Since 2019, All Hallows Parish and Fr. Hual have been working with Fr. Hual’s friend, Dr. Hakan Gülerce, director of the Migration Policy Application and Research Center at Harran University, to provide aid to Syrian refugees in the city of Şanlıurfa, a city of 2 million residents that has taken in some 500 thousand Syrian refugees since the outbreak of the war in 2011.
This work takes a variety of forms. Our flagship program is called Knitting for Hope, which empowers refugee widows to achieve economic independence by knitting amigarumi products, which are then sold on the international market as a means of favorably leveraging currency exchange rates. These efforts help the women to be able to determine their own futures and to care for their children as they see fit, and it enables them to have a group to which they belong. All sales proceeds go to the women, and they in turn run the organization democratically.
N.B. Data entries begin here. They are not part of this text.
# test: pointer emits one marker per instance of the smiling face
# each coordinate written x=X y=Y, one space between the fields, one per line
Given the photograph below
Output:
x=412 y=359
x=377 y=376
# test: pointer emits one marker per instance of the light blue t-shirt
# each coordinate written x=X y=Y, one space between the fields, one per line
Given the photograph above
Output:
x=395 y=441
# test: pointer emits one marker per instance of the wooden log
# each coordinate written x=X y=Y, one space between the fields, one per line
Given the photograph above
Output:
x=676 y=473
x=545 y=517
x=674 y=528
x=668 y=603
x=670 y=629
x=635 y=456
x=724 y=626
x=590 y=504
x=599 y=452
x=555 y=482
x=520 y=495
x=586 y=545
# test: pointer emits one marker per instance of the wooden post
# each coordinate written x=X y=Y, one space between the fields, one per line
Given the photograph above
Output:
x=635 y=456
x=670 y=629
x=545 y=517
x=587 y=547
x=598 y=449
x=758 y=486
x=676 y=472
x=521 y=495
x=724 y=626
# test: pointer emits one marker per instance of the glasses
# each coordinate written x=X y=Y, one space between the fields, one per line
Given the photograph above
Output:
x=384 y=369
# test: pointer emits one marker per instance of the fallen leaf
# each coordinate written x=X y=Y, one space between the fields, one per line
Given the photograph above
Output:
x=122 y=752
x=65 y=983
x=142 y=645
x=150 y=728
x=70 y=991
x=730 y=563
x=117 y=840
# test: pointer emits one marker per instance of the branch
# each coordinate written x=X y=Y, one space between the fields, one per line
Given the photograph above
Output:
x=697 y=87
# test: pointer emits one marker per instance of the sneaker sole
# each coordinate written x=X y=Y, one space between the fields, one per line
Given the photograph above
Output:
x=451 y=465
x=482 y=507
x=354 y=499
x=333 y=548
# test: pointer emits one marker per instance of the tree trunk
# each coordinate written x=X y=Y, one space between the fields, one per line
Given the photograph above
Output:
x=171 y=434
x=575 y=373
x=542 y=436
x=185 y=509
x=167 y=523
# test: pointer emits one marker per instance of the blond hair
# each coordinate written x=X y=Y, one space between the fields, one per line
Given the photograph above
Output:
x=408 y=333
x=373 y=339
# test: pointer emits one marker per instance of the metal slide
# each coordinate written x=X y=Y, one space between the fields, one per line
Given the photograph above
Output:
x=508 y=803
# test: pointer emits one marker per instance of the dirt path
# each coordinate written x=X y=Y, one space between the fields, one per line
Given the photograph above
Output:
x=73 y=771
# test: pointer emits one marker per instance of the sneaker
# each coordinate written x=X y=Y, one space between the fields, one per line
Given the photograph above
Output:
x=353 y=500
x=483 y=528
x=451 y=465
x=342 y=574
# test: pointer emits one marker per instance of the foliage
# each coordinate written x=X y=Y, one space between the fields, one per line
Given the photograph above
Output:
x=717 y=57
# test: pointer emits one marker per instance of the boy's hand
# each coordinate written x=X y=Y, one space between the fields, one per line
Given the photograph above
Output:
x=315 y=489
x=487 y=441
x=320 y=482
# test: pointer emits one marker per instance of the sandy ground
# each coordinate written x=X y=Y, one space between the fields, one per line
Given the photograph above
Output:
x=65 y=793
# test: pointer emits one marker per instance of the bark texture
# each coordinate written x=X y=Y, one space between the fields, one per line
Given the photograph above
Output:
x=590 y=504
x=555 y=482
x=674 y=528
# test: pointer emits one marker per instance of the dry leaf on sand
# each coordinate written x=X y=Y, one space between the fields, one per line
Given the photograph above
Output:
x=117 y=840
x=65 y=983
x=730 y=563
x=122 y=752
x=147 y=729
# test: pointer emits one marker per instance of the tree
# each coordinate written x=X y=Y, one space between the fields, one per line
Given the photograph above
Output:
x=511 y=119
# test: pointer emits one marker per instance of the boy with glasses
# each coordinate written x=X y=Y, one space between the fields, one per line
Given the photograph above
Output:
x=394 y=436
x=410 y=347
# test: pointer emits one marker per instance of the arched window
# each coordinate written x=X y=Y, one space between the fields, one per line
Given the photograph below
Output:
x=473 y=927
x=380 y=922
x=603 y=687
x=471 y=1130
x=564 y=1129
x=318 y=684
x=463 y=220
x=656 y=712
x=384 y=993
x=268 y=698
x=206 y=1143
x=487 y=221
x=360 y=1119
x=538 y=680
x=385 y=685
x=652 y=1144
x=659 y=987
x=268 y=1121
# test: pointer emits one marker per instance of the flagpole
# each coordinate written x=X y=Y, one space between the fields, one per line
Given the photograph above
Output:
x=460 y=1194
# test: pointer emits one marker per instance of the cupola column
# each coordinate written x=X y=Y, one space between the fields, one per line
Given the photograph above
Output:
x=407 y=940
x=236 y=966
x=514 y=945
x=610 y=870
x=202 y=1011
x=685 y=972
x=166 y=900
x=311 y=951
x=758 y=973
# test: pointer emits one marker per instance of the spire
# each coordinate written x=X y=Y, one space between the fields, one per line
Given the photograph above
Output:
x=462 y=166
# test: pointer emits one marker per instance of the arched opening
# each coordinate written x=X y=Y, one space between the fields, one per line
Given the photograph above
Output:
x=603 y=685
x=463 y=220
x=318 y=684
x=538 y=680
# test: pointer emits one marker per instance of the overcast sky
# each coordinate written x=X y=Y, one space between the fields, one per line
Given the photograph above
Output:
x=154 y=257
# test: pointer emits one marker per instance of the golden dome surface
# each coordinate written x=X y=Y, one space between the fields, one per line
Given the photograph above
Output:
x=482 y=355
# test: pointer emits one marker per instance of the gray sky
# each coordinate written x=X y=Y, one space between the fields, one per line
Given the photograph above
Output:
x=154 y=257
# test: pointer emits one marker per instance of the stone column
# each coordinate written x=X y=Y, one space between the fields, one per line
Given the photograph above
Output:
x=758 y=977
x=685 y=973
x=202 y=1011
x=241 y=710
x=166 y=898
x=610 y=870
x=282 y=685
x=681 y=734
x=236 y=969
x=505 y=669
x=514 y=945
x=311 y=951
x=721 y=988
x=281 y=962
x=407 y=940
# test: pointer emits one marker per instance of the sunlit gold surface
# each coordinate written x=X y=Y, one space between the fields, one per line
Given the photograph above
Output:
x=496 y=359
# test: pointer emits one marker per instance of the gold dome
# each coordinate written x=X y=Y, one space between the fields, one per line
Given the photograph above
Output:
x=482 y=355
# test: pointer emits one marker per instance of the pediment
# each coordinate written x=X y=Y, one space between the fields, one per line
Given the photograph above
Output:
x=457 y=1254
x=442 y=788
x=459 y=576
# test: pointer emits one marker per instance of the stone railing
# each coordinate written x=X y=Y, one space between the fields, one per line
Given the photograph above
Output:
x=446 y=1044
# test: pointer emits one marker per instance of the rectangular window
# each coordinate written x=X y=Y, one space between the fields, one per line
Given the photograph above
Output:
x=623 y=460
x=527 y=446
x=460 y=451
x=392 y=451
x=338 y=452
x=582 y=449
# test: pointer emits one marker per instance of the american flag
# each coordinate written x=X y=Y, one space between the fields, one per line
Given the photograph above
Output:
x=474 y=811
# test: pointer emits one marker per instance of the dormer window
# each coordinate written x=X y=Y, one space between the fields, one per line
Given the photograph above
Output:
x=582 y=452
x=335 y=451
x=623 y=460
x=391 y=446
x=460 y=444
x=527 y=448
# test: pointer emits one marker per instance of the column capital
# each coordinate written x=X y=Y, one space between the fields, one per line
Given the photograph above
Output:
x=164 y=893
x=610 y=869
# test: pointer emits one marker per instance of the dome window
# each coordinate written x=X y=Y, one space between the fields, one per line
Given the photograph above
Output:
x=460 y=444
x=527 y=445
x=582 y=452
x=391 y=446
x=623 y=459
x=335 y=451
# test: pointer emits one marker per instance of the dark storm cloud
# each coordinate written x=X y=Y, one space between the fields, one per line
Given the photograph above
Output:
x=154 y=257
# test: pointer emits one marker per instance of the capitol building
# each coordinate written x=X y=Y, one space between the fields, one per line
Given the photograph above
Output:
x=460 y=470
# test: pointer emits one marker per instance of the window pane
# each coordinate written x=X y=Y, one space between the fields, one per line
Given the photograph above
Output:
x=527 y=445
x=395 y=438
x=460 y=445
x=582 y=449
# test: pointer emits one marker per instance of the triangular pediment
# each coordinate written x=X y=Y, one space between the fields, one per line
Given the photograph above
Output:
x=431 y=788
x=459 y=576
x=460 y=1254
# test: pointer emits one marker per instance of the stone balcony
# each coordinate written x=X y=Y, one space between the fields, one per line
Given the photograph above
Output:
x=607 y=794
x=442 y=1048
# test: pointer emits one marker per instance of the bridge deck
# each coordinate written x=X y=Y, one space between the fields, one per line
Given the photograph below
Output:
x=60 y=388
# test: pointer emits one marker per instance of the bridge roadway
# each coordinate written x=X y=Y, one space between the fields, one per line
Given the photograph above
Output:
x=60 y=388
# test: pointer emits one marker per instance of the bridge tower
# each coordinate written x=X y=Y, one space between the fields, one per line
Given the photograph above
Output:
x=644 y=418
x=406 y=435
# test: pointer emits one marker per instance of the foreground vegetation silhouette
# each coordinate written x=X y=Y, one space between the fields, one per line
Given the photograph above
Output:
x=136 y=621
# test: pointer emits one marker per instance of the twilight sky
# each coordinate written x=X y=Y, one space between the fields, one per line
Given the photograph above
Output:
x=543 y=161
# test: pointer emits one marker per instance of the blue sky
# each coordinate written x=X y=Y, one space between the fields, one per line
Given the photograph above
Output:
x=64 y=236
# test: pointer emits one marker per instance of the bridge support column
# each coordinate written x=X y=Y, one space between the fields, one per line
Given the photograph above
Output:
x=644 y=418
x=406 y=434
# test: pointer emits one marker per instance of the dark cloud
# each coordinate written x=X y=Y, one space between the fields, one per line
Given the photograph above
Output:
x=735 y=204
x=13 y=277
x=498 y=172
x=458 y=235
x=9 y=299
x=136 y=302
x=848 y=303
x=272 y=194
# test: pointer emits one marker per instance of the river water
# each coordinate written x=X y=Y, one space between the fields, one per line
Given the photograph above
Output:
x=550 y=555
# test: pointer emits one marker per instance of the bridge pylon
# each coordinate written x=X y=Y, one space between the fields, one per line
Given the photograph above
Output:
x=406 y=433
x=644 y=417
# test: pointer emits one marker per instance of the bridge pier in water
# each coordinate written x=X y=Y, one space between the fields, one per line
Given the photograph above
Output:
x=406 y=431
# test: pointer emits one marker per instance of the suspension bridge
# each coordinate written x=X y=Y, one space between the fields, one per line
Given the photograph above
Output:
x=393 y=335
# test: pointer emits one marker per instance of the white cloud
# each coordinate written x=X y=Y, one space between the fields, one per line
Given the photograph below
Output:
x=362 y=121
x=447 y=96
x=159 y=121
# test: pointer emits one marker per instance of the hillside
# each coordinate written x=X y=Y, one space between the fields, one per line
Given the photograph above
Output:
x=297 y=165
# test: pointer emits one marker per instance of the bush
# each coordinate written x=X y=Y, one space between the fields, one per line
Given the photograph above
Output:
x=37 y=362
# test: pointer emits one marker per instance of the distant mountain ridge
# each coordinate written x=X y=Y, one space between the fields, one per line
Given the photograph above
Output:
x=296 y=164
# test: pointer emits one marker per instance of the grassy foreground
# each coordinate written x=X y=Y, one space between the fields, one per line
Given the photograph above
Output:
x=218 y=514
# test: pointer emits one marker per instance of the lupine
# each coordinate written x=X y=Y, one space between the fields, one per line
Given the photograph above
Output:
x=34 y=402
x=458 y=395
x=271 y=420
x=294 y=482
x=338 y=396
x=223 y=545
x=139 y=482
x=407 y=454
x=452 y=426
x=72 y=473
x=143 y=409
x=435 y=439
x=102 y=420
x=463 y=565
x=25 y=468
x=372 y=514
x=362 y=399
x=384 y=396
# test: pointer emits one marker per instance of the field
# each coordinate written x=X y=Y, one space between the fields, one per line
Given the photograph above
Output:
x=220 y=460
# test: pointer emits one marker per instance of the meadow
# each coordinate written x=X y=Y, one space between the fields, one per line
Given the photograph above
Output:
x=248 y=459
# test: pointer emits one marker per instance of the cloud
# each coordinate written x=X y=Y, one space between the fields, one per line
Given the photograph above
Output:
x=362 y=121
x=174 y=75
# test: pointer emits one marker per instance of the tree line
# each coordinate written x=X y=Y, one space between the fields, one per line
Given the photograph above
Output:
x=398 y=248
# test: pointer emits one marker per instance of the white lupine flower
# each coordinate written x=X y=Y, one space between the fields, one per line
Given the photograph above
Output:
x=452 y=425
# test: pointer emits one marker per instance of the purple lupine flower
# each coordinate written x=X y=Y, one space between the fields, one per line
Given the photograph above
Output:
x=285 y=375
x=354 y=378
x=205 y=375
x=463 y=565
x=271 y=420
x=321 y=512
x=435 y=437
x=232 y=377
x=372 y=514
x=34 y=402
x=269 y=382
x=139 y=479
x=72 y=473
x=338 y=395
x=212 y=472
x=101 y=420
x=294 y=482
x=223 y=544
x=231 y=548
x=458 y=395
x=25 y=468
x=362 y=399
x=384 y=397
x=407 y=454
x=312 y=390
Beyond Knitting for Hope, our work takes place through teams of trained volunteers coming alongside Syrian families in need, in order to walk with them and to help identify ways in which our working together can help to raise them up. This is a means of empowering families to chart their own courses in terms of what they most need to achieve economic independence and social cohesion in Turkiye. We like to say that we are changing the world, one living room at a time!
Fr. Hual and the people of All Hallows have been helping to facilitate this incredible work through fundraising efforts in the USA. Proceeds are received by All Hallows and managed by our independent accountants for disbursement to UYUM, our nonprofit organization registered in Türkiye.
With a national inflation rate of nearly 90 percent, a local poverty rate of 60 percent and an unemployment rate of 40 percent, things are exceedingly difficult for the Syrian population trying to survive in Şanlıurfa. Add that Şanlıurfa was one of the hardest hit cities in the earthquake zone, and we are seeing suffering on a tremendous scale among the refugee population there. Our efforts have shifted to provide earthquake relief for the Syrian population because the government has not extended the benefits to them that Turkish citizens are receiving.
Also since the earthquake, our efforts have expanded to include all refugees, because many earthquake survivors are now internally displaced. This has allowed us to use our years of experience gained from helping Syrian refugees in order to be on the frontlines in assisting the refugees of the Karamanmaras Earthquake, which killed more than 50 thousand people.
Underlying all of these relief efforts is a firm friendship and partnership between Dr. Gulerce, a faithful Muslim and Fr. Hual, a faithful Christian, which has become a witness of interfaith cooperation in an area of the world that sees very little of such love or cooperation.
Fr. Jeff and Kerry Hual are now recognized as Episcopal Volunteers in Mission of The Episcopal Church, assigned to our ongoing mission in southeastern Turkiye. Fr. Hual travels there three times a year to check on the mission. Each year in September he takes a pilgrimage group with him.